We provide the community with a free-to-use platform to support nutrition research in developing or validating new hypotheses. While our work focused on the effects of gastrointestinal diseases such as LC or ID on sarcopenia, the map itself provides a comprehensive knowledge base linking nutrition and muscle metabolism that can be useful for other research areas. The hierarchical format of the map and the standardized representation of molecular interactions facilitate extension to other related diseases or integration of new information, such as malnutrition in relation to other tissues, in the future.

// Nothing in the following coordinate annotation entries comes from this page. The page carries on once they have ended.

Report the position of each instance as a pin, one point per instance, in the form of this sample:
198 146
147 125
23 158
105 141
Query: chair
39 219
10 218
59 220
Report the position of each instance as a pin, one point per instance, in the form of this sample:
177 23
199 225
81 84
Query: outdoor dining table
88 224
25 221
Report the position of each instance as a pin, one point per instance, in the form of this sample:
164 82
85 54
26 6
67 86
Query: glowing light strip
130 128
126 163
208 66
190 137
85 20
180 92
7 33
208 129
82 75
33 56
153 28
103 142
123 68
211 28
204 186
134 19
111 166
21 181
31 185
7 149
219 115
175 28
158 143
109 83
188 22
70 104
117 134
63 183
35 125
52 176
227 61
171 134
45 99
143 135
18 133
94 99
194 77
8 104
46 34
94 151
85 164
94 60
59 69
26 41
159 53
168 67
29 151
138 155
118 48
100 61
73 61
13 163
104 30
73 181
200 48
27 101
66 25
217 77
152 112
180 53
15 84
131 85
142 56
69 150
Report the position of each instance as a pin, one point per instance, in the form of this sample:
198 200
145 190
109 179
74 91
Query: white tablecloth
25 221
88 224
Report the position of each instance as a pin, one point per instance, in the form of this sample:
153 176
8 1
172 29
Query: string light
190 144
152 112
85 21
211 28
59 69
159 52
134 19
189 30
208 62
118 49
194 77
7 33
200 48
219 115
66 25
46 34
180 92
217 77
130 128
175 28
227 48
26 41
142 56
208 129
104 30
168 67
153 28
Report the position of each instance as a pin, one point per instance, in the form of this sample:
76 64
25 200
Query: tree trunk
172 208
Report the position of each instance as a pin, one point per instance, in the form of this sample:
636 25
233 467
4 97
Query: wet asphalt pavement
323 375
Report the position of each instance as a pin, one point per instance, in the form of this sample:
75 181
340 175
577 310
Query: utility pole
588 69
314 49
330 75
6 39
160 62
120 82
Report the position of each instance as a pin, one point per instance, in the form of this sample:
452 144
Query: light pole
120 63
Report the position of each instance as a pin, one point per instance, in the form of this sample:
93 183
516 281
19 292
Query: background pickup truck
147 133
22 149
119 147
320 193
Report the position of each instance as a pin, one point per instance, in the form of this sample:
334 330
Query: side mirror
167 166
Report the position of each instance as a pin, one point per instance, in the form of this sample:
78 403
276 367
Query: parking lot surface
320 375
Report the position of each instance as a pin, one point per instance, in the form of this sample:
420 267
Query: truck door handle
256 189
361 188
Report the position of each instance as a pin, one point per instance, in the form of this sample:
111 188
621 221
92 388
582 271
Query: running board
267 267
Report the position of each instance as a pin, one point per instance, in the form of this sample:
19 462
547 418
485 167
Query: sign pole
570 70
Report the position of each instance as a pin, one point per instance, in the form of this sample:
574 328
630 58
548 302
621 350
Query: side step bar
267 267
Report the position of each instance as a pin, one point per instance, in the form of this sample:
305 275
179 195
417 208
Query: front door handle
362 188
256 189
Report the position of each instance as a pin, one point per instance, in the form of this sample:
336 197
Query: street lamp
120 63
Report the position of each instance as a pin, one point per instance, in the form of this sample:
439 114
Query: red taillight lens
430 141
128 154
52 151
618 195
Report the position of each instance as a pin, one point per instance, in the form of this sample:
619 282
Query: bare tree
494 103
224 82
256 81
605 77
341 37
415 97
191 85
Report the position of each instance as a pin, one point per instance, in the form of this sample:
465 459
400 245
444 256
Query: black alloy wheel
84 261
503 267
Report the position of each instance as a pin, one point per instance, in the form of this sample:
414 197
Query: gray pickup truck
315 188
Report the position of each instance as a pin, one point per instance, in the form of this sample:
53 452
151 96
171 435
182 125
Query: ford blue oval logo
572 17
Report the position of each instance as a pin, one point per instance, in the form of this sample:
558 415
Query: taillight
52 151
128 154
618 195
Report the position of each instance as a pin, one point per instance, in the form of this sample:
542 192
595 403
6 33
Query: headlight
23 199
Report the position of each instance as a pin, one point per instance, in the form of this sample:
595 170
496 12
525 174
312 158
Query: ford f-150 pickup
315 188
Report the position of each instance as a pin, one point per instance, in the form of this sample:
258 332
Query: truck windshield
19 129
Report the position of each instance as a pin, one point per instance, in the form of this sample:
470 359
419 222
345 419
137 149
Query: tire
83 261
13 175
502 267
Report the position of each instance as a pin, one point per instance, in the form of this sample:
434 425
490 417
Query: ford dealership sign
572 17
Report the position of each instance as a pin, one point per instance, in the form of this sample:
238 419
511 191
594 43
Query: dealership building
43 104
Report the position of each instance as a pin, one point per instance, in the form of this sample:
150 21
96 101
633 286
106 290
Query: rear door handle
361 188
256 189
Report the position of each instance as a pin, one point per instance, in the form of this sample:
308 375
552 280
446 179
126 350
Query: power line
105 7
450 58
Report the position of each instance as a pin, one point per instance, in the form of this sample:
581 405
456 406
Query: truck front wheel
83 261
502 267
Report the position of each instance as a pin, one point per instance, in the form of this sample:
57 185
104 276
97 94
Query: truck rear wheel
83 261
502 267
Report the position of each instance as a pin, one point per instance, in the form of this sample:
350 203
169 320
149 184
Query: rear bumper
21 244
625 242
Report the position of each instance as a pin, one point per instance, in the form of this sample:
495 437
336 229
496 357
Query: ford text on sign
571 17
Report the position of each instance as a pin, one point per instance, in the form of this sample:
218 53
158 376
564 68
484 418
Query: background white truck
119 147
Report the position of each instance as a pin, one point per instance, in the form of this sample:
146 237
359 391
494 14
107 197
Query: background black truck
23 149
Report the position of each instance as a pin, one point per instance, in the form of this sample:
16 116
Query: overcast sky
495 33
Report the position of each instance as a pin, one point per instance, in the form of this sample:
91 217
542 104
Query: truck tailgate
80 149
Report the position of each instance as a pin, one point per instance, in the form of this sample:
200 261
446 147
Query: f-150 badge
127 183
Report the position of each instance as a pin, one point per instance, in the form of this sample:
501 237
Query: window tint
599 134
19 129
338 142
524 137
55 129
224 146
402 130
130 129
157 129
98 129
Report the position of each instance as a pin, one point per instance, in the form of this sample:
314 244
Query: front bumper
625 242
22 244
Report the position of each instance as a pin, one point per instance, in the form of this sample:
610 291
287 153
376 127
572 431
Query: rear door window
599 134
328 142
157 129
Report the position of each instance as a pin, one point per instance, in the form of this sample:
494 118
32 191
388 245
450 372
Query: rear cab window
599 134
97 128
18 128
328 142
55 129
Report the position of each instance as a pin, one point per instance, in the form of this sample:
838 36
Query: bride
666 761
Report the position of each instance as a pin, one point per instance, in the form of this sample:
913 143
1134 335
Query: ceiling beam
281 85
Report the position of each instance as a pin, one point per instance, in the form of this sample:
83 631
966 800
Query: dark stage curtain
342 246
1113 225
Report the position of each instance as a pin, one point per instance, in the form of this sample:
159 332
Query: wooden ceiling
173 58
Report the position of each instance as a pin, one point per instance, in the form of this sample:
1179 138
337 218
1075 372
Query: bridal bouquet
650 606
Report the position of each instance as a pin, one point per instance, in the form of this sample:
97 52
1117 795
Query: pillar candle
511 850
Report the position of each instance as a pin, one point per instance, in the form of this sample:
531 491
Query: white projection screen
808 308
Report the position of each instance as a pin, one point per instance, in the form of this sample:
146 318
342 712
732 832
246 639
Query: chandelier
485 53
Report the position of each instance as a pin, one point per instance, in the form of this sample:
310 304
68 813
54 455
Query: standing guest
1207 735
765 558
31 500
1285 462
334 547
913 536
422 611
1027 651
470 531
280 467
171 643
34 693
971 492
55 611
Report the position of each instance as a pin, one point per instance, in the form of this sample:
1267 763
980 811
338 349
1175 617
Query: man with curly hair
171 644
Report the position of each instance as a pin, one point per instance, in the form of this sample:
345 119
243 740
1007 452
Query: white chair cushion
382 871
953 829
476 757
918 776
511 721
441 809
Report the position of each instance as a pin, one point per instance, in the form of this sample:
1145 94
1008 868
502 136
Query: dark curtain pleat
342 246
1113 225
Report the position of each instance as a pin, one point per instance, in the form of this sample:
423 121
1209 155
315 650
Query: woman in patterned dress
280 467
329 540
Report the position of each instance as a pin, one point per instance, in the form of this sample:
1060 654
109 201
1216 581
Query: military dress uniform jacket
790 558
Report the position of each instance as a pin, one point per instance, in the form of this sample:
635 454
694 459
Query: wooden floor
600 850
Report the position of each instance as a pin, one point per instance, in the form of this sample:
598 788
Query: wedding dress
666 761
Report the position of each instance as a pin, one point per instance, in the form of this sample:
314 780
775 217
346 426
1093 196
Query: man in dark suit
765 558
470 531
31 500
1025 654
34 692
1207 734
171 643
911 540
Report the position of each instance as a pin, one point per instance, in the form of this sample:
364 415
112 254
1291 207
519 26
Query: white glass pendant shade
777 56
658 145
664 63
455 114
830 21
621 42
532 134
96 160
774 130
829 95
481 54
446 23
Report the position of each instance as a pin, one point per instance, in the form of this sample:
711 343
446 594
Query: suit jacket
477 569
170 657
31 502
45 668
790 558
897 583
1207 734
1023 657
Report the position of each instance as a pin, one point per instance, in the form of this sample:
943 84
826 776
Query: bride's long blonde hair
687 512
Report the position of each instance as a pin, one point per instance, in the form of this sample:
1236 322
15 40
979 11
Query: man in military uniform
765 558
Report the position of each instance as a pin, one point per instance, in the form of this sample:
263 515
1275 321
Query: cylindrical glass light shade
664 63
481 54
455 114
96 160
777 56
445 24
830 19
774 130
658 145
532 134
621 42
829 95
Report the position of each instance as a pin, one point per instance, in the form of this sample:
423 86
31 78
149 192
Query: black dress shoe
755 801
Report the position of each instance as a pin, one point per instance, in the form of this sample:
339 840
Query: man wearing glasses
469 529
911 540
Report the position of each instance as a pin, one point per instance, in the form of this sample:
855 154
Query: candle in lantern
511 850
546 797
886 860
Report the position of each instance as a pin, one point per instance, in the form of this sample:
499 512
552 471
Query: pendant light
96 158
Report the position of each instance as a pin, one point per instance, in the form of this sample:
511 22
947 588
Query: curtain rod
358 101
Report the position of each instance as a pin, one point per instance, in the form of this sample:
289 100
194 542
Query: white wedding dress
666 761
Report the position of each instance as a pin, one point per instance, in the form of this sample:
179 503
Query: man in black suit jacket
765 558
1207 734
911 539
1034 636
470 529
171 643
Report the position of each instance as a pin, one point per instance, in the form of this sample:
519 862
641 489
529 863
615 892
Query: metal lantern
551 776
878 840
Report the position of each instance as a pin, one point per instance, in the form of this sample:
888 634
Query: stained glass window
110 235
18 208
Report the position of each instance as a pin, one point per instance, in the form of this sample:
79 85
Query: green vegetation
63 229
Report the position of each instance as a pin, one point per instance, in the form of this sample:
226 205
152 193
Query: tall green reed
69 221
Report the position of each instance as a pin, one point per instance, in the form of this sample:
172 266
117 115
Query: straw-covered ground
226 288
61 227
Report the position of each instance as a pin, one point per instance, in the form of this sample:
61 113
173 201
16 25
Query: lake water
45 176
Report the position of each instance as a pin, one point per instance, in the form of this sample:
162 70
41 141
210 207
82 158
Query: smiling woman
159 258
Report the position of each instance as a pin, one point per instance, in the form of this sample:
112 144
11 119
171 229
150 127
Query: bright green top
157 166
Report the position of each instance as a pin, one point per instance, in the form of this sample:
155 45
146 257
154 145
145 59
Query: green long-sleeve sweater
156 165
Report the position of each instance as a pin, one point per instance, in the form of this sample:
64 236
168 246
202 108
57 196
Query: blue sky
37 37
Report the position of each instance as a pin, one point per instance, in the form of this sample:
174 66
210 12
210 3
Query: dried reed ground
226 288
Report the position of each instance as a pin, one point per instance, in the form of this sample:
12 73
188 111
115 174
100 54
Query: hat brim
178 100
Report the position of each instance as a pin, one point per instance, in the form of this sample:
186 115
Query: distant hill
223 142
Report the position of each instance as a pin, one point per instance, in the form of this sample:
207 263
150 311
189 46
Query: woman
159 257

Disease maps are community resources, and MINERVA provides tools for the community to expand these maps collaboratively. We encourage researchers using the sarcopenia map to support open science by sharing scientific results to improve the content of the map.
Funding
The research projects “EnErGie” (LE, KB, GL, and RJ) and “iRhythmics” (MW) were supported by the European Social Fund (ESF) and the Ministry of Education, Science and Culture of Mecklenburg-Vorpommern, Germany, references: ESF/14-BM-A55-0007/18 and ESF/14-BM-A55-0027/18. The “TIRIP” project (MH) received support by Heel GmbH, Baden-Baden. OW acknowledges support from the German Federal Ministry of Education and Research (BMBF) project e:Med-MelAutim, grant number 01ZX1905B. The funders had no role in study design, data collection, curation of content, and analysis.
Author contributions
OW, RJ, GL, and MW conceptualized and supervised the project. MH, LE, KB, and MW supervised parts that included literature research, curation of content, and layout of submaps. CS, DB, and VC performed literature research and designed the submaps. MH created the model, developed the tools, and performed the analyses. LE supervised both, model design and interpretation of results, in the medical context. MH and LE prepared the initial version of the manuscript. OW, RJ, GL, KB and MW critically evaluated the manuscript and the results. All authors contributed to the scientific content and helped writing the text. All authors approved of the submitted version.
Data and materials availability
The Sarcopenia Map is available as an open-source resource at https://www.sbi.uni-rostock.de/minerva/index.xhtml?id=SarcopeniaMap
Declaration of competing interest
The authors declare no competing financial or non-financial interest.